Worry-Free Parsers With Parsley Allen Short [email protected]

{ "name": "Sir Robin", "braveness": -1, "companions": [ "Lancelot", "Arthur" ] } Every interesting program has to deal with some kind of structured data. XML, HTML, JSON, CSV, etc. are all common. Here's a nice little JSON object with some strings and numbers and arrays in it. Python makes this pretty easy to deal with; call json.loads() and you get a nice dictionary back.

{ name: "Sir Robin", braveness: -1, companions: [ "Lancelot",,"Arthur" ] } Sometimes, though, we have to deal with a format we don't have premade solution for. Here's some data that isn't JSON. It's valid Javascript, but as you can see, there's no quotes around the keys... and Sir Not Appearing In This Film wound up in the array down there.

3 At this point, you have three choices:

do it wrong Strangely, this is the most popular option.

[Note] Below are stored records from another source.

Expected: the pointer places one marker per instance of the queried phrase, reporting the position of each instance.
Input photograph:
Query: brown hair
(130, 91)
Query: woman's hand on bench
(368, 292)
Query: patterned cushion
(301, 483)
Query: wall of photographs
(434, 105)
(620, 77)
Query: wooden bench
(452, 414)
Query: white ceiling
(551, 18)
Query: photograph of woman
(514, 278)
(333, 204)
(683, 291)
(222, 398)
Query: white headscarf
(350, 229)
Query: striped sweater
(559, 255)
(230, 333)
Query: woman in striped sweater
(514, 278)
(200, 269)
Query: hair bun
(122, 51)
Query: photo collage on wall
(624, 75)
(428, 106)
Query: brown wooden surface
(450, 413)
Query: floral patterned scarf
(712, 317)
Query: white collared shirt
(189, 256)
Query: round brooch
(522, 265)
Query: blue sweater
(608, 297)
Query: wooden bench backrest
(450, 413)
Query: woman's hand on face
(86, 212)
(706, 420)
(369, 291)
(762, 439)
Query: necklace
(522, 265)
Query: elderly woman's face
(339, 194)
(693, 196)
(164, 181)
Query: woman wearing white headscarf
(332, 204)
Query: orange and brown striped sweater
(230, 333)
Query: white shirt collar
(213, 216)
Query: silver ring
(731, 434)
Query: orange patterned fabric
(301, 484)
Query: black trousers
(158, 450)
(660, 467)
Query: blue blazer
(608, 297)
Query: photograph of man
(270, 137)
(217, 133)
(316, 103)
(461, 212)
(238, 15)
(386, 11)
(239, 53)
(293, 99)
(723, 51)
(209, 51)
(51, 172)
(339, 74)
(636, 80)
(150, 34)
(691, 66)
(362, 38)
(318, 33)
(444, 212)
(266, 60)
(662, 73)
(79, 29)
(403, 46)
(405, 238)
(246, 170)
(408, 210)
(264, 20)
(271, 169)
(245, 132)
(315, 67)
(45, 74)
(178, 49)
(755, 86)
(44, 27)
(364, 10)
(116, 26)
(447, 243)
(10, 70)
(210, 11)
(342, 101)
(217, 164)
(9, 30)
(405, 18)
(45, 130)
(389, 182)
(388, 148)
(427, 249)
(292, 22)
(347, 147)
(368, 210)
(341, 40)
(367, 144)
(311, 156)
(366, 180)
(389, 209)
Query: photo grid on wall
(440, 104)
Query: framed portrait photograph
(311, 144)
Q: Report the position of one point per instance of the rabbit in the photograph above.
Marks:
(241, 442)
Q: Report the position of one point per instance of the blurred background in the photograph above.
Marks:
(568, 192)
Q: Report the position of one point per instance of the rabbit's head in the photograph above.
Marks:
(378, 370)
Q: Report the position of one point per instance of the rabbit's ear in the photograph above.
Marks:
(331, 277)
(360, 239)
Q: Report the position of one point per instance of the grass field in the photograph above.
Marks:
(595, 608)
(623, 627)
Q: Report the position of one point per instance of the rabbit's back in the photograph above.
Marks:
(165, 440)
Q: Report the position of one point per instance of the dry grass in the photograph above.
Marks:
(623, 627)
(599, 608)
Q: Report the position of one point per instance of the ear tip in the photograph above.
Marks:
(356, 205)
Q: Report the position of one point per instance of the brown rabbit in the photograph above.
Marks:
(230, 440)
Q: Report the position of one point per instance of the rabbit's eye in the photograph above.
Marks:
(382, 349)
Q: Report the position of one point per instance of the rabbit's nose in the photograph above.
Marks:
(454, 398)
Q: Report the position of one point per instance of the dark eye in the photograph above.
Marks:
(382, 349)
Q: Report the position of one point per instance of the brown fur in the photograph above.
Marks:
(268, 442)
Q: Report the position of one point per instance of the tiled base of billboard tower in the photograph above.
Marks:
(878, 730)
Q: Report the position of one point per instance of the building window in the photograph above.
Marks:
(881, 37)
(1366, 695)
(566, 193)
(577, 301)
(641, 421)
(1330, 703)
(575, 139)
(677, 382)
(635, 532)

"HTML is a language of sufficient complexity that it cannot be parsed by regular expressions. Even Jon Skeet cannot parse HTML using regular expressions. Every time you attempt to parse HTML with regular expressions, the unholy child weeps the blood of virgins, and Russian hackers pwn your webapp. Parsing HTML with regex summons tainted souls into the realm of the living. The cannot hold it is too late. The force of regex and HTML together in the same conceptual space will destroy your mind like so much watery putty." It's tempting to just throw together some regexes and string manipulation and guesswork to write something that will extract the information you need. But as a famous post from Andrew Clover on Stack Overflow reminds us, this doesn't always work out as well as we might hope.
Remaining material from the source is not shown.